By Ralphine Major
“Before someone says, ‘you can’t have six starters in basketball,’ I want to emphasize that you can have as many starters as you want to,” Bob Dagley said. “But, only five can play at the same time.” Dagley is the former coach of the Gibbs Eagles. The player he is referring to is Stanley Butler, another senior who played for Dagley’s Eagles. Butler did start several games for Gibbs in 1964-65, mainly as a guard. “Stanley was a competitor and wanted to play,” Dagley remembers. “I can understand his frustration when he did not get to play as much as he wanted to. It did not take me long that year to see the value he could contribute to the team.”
I had no idea the coach used so much strategy in racking up the 31-2 record for the Eagles. “Stanley was the only player I trusted to play either guard or forward position, and I used him at both positions,” the coach added. “When he entered the lineup, we didn’t miss a beat. The results were the same; only the way getting there may have been different.” Butler did not have the height advantage of some of the other players, but he was quick. According to Dagley, the sixth starter could jump and slip around a defensive player and get the inside rebounding position on him. Usually, Butler came down with the rebound. “Stanley did not copy any other player’s style of shooting,” the coach said. “He had his own. He was so quick, he could drive to the basket as good as anyone. He could shoot the ball on the run or shoot from a set position. His shots were not spectacular, but they were accurate. It was always surprising at the end of the game to see how many points Stanley had actually made. He had quietly got the job done.”

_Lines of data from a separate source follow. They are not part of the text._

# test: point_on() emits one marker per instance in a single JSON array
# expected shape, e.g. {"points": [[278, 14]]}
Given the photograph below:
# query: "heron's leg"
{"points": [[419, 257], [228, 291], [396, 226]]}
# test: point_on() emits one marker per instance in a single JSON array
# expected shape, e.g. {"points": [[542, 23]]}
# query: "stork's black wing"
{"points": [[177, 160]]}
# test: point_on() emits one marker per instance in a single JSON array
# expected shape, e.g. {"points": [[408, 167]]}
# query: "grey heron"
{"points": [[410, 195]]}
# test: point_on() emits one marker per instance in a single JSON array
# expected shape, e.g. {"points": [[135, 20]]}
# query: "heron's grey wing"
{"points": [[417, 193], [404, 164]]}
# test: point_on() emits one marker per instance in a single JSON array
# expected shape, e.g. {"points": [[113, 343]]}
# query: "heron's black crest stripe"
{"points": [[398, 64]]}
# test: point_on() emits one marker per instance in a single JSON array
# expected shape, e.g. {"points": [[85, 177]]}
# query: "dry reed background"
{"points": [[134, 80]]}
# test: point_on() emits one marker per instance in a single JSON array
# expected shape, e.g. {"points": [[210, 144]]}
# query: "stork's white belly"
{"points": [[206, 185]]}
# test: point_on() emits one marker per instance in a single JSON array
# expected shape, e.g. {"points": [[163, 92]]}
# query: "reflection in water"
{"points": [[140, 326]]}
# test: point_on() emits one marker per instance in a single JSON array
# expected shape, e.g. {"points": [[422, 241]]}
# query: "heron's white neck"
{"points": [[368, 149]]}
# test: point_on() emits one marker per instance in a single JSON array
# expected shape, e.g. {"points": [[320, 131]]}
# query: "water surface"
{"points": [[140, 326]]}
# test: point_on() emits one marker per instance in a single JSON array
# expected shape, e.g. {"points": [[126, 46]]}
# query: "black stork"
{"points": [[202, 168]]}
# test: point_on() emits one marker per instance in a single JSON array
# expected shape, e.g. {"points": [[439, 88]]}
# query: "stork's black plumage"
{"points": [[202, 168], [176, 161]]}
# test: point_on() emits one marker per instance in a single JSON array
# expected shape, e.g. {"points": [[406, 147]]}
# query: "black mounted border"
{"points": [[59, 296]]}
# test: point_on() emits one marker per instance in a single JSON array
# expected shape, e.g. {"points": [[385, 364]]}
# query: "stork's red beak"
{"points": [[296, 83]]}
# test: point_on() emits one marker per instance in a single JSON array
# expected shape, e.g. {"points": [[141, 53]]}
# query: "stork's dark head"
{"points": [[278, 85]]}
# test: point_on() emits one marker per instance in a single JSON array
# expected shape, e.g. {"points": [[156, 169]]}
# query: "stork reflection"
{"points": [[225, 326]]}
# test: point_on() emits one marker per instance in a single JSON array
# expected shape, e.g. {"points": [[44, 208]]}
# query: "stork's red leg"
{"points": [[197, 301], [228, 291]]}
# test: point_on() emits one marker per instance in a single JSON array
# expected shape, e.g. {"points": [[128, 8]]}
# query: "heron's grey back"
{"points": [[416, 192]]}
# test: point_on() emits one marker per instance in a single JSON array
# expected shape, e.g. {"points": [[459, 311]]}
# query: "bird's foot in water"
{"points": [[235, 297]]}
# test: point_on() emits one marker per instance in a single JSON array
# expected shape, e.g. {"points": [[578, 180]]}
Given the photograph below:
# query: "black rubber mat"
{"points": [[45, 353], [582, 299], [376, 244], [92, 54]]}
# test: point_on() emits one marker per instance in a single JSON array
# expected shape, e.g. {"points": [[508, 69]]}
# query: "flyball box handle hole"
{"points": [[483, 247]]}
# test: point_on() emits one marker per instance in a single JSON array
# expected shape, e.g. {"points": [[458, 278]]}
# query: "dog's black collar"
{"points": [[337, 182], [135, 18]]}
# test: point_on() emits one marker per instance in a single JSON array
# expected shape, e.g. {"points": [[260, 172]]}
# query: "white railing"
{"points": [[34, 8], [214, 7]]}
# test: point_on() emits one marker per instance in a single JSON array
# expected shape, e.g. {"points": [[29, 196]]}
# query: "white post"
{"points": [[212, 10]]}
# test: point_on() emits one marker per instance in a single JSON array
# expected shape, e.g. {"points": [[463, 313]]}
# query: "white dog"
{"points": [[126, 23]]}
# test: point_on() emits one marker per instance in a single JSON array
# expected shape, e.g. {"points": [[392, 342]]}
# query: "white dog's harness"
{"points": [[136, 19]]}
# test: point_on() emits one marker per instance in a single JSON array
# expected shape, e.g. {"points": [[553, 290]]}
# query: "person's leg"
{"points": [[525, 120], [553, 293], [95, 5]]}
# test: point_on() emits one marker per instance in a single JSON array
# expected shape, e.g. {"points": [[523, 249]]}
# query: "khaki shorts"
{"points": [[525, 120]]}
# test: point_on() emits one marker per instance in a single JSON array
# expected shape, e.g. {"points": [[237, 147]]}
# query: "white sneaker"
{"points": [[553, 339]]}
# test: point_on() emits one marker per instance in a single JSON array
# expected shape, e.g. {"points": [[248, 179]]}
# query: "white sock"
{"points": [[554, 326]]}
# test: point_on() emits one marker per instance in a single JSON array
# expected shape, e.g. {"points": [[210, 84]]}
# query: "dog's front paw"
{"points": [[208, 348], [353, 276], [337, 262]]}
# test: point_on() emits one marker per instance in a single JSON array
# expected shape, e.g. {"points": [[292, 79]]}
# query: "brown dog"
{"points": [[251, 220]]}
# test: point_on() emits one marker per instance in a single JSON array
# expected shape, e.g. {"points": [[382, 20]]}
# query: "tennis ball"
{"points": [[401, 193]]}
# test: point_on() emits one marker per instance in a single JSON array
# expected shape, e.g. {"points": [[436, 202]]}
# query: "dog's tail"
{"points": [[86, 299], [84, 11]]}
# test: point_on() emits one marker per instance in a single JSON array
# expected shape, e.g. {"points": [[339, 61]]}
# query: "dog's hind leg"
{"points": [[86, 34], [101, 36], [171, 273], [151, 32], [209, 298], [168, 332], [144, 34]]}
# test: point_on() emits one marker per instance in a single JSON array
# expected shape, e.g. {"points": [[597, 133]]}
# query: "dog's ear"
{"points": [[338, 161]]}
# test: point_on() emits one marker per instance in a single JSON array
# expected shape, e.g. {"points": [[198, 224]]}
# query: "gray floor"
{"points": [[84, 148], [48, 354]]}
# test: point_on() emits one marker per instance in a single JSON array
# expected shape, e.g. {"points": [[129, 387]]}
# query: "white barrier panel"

Dagley is quick to give credit to his sixth starter. “Some schools we played thought the best way to stop us was to press us full court,” he said. “This was a time I usually called on Stanley to help get the ball up court. I would take one of the taller forwards out and use Butler to join the other two guards in bringing the ball up court. When I look back, I cannot think of a time when he lost the ball against the press. With his quick feet and driving ability, he usually had the defensive player behind him quickly. We actually had three guards bring the ball up court and then Stanley would move back to a forward position when we crossed the half line.”
It is no wonder Dagley held No. 10 in reserve. He could always depend on him and his ball-handling skill to help the Eagles secure another win.